Pelaku daripada kegiatan ini bisa beragam mulai dari petani, pengusaha tambak, pengusaha tanaman hias, peternak, dan lain-lain.

 

3. Pengolahan dan Pemasaran (Tata Niaga)

Pada ruang lingkup yang terakhir ini merupakan rangkaian dari kegiatan yang dimulai dari pengumpulan berbagai jenis produk hasil usaha tani, pengolahan hasil-hasil tersebut, penyimpanan, dan juga distribusi.

Produk yang dihasilkan tersebut biasanya sebagian langsung didistribusikan kepada konsumen baik itu didalam ataupun diluar negeri.

Sebagian lainnya dilakukan pengolahan terlebih dahulu sebelum didistribusikan kepada konsumen. Pelaku dari kegiatan ini beragam, mulai dari pengumpul produk, pedagang, pengolahan, penyalur, pengalengan, dan lain-lain.

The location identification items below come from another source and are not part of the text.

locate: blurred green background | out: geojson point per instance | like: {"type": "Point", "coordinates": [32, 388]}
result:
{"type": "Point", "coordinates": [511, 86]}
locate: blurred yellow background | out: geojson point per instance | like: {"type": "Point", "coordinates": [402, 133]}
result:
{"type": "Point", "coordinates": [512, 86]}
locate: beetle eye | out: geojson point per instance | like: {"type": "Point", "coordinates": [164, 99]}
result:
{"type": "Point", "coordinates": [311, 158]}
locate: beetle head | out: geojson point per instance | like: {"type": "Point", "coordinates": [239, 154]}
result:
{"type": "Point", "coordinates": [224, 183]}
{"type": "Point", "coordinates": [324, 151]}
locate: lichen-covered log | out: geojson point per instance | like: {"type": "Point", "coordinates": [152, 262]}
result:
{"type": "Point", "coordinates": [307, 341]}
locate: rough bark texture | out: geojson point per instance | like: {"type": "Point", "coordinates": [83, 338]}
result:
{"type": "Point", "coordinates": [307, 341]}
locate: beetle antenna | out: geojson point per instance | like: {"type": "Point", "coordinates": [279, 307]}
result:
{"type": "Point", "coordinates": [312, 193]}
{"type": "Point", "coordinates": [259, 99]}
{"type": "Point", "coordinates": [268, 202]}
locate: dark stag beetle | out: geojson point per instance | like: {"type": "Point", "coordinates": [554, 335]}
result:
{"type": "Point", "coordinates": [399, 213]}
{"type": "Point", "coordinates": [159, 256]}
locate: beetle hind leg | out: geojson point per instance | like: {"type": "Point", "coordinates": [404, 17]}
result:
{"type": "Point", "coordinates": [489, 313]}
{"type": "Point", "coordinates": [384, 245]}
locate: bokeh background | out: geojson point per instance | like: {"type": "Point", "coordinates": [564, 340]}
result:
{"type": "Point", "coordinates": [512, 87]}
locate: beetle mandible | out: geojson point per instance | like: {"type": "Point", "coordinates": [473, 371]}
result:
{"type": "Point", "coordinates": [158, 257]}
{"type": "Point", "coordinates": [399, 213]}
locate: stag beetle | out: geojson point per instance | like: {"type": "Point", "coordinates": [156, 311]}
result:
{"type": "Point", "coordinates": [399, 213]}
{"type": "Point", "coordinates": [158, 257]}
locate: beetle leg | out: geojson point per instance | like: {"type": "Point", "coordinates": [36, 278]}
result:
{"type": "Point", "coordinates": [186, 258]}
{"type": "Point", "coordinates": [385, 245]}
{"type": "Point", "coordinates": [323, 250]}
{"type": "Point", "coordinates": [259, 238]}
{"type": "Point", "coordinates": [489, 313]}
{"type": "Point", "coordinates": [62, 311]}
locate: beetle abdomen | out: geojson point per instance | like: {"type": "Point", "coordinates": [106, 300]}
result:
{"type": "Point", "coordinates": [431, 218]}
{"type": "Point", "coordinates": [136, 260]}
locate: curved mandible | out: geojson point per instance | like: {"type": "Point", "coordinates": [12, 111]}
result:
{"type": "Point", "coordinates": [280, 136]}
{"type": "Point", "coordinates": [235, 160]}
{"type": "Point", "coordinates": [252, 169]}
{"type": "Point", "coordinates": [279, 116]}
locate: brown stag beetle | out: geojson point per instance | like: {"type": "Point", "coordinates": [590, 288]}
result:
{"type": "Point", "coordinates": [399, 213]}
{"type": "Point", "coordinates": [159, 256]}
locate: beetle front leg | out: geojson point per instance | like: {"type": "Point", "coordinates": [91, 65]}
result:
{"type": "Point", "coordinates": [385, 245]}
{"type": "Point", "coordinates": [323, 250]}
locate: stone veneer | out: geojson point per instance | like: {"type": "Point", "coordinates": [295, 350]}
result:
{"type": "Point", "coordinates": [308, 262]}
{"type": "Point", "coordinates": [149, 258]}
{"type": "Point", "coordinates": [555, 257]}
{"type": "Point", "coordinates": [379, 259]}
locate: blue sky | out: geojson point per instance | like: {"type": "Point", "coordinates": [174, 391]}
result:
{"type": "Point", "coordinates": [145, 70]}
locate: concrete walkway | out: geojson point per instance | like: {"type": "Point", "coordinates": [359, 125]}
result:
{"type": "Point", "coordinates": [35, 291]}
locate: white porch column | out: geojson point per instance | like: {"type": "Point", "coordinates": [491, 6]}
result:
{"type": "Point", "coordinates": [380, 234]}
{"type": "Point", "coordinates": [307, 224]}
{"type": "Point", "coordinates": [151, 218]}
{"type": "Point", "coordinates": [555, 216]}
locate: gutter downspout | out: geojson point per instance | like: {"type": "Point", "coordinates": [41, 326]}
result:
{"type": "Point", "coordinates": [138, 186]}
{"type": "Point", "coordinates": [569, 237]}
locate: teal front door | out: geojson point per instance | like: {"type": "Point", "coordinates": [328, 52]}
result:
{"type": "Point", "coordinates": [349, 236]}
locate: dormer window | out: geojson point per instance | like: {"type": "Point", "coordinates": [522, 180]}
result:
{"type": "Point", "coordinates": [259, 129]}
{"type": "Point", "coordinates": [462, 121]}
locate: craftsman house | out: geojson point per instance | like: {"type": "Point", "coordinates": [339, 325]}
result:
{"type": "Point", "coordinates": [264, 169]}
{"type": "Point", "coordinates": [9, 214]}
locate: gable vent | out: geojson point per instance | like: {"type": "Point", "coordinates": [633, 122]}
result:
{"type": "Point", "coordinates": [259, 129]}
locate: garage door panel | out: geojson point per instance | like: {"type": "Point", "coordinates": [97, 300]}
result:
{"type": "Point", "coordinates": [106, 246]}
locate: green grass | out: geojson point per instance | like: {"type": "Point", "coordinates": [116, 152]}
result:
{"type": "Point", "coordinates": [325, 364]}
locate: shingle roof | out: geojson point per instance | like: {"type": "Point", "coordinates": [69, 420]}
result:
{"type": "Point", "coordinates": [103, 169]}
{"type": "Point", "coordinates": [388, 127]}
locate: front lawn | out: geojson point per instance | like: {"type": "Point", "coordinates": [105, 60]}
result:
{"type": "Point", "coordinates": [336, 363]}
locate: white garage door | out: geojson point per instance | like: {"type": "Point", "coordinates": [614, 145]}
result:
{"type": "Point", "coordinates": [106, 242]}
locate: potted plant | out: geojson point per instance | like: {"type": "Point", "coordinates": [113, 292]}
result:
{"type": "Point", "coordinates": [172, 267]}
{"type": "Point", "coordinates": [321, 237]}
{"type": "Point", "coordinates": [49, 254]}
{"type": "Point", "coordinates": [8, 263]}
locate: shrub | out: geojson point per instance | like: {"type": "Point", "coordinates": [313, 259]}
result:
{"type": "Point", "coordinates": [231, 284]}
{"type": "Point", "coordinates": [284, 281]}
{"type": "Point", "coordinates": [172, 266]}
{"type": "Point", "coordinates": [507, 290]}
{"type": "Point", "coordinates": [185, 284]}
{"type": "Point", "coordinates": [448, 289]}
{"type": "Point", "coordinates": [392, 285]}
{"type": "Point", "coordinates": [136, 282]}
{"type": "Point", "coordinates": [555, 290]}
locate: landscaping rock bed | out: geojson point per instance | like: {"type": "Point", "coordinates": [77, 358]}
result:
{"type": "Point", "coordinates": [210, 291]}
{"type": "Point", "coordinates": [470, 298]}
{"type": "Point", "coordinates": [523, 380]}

Pada agroindustri yang mengolah hasil dari produk tani disebut dengan Agroindustri Hilir.

Peranan dari kegiatan ini sangat penting terutama jika ditempatkan di daerah pedesaan karena bisa menciptakan lapangan pekerjaan.

 

 

Aspek – Aspek Agribisnis

 

Sistem Agribisnis ini mempunyai 4 aspek diantaranya ialah penyediaan sarana produksi serta peralatan, usaha tani, pengolahan dan juga pemasaran.

Untuk dapat melancarkan keempat subsistem tersebut supaya dapat berjalan dengan baik maka kemudian diperlukan subsistem lainnya yakni infrastruktur serta juga pembinaan.

Apabila koordinasi diantara aspek-aspek itu kemudian berjalan lancar maka yang diperlukan adalah penciptaan kondisi yang kondusif serta juga memadai di pedesaan.

Kondisi-kondisi yang dimaksud itu diantaranya ialah sebagai berikut :

  • Penyediaan komponen agribisnis yang lengkap di pedesaan.
  • Adanya wirausaha serta juga kemitraan agribisnis di pedesaan.
  • Kondisi-kondisi lainnya yang dapat mendukung.
Baca Juga :  √ Bank Perkreditan Rakyat (BPR) : Pengertian, Fungsi, Tugas, Jenis dan Syarat Terlengkap

Studi mengenai agribisnis ini sendiri seringkali datang dari bidang akademik Ekonomi Pertanian serta juga manajemen, sehingga sering disebut juga sebagai manajemen agribisnis.

Berbagai cara telah dilakukan oleh lembaga pemerintah untuk dapat mendukung peningkatan pengembangan ekonomi di sektor bahan pangan.

Namun tetapi memang sampai saat ini belum cukup untuk mengoptimalkan kerja dari agribisnis di Indonesia untuk dapat mengurangi impor bahan pangan dari negara lain.

 

Demikianlah penjelasan terlengkap mengenai √ Agribisnis : Pengertian, Fungsi, Tujuan, Ruang Lingkup dan Aspek Terlengkap. Semoga bermanfaat dan bisa menambah wawasan serta ilmu pengetahuan bagi yang membacanya. Terima Kasih.